Survey: Even as schools reopen, many students learn remotely

FILE - In this Wednesday, March 31, 2021, file photo, students wait to enter Wyandotte County High School in Kansas City, Kan., on the first day of in-person learning. The district was one of the last in the state to return to the classroom after going virtual due to the COVID-19 pandemic. (AP Photo/Charlie Riedel, File)
FILE - In this Wednesday, March 31, 2021, file photo, students wait to enter Wyandotte County High School in Kansas City, Kan., on the first day of in-person learning. The district was one of the last in the state to return to the classroom after going virtual due to the COVID-19 pandemic. (AP Photo/Charlie Riedel, File)

Large numbers of students are not returning to the classroom even as more schools reopen for full-time, in-person learning, according to a survey released Wednesday by the Biden administration.

The findings reflect a nation that has been locked in debate over the safety of reopening schools during the coronavirus pandemic. Even as national COVID-19 rates continued to ebb in February, key measures around reopening schools barely budged.

Nearly 46 percent of public schools offered five days a week of in-person learning to all students in February, according to the survey, but just 34 percent of students were learning full time in the classroom. The gap was most pronounced among older K-12 students, with just 29 percent of eighth-graders getting five days a week of learning at school.

With the new findings, President Joe Biden came no closer to meeting his goal of having most elementary schools open five days a week in his first 100 days. School offerings were nearly identical to what was reported a month before. But among eighth-grade students, there was a slight shift from fully remote to hybrid learning.

Speaking at a coronavirus briefing on Wednesday, White House COVID-19 adviser Andy Slavitt described the findings as a step forward.

“This is encouraging early data covering the month of February that shows progress toward the president’s goal to have K-8 schools open five days a week,” Slavitt said.

The findings are based on a survey of 3,500 public schools that serve fourth-graders and 3,500 schools that serve eighth-graders. It’s based on data from schools in 37 states that agreed to participate. This is the second round of data released from a survey started by the Biden administration to evaluate progress in reopening schools.

The data capture a month that saw building momentum in the push to reopen schools. In February, the Centers for Disease Control and Prevention declared schools could safely reopen with masks, social distancing and other precautions. Days later, Biden reframed his goal around reopening schools after critics said his previous pledge lacked ambition.

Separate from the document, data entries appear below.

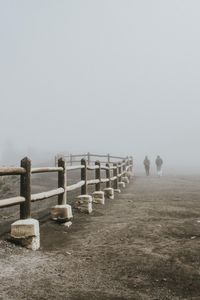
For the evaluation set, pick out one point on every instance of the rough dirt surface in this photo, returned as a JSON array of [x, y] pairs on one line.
[[144, 244]]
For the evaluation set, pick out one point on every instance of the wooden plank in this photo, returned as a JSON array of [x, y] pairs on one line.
[[92, 168], [74, 167], [75, 186], [45, 195], [98, 176], [93, 181], [4, 171], [25, 189], [11, 201], [46, 170], [104, 168], [62, 182]]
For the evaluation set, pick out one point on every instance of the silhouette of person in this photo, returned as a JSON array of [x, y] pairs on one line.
[[147, 165], [159, 163]]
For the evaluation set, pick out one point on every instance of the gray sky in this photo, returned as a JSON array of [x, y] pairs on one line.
[[118, 76]]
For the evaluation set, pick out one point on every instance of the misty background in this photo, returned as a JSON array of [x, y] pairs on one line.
[[105, 76]]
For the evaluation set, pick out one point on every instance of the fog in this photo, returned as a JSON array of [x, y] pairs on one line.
[[101, 76]]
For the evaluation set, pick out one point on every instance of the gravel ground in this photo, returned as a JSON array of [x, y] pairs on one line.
[[144, 244]]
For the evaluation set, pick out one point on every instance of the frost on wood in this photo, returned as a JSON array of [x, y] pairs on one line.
[[98, 197], [61, 213]]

Since then, schools have continued to reopen as more teachers get vaccines and as some states loosen social distancing requirements. More recent estimates from the data service Burbio found, as of Sunday, more than 55 percent of K-12 students were back in the classroom full time.

As in January, the new federal data showed dramatic disparities based on region and race. In the South, slightly more than half of all fourth graders were learning entirely at school in February, an uptick from the month before. In the same period, by contrast, the Northeast saw a decrease in the rate of students learning in the classroom five days a week, from 23 percent to 19 percent.

Overall, more than a third of students in the South and Midwest were learning entirely at school, compared with less than a quarter in the West and Northeast, according to the survey.

White students continued to be far more likely to be back in the classroom, with 52 percent of white fourth-graders receiving full-time, in-person instruction. By contrast, less than a third of Black and Hispanic fourth-graders were back at school full time, along with just 15 percent of Asian students.

The results do not indicate whether students are learning remotely by choice or because their schools do not offer an in- person option. The mismatch between what schools are offering and what students are getting is at least partly explained by big urban districts that have been slow to offer in-person options. However, it’s clear at least some students are opting to stay remote even after their schools reopen classrooms.

In New Mexico, where all school districts were expected to be open for in-person learning this week, some students stayed back. Among them was 14-year-old Jonathan Chilton, a freshman in Santa Fe, who watched class from his laptop on Tuesday while around half of his district attended in-person. He was reconsidering his choice, though, after dealing with internet issues and a teacher who was split between two audiences.

“Before it was like — she was just sitting down and talking to everyone,” Jonathan said. “We try to understand what she’s saying sometimes because, like, it lags when she’s in the classroom.”

The survey’s findings around race align with previous findings from some of the nation’s largest school districts, where Black students have returned at far lower rates than their white classmates — a disparity that’s believed to come down at least partly to trust. Advocates said more must be done to convince parents their children will be safe in school, especially Black families who have been disproportionately affected by the coronavirus.

Although wide racial disparities persisted in the new round of data, the Education Department saw a glimmer of hope in a slight increase among Black students learning fully in-person. From January to February, the rate ticked up from 28 percent to 30 percent.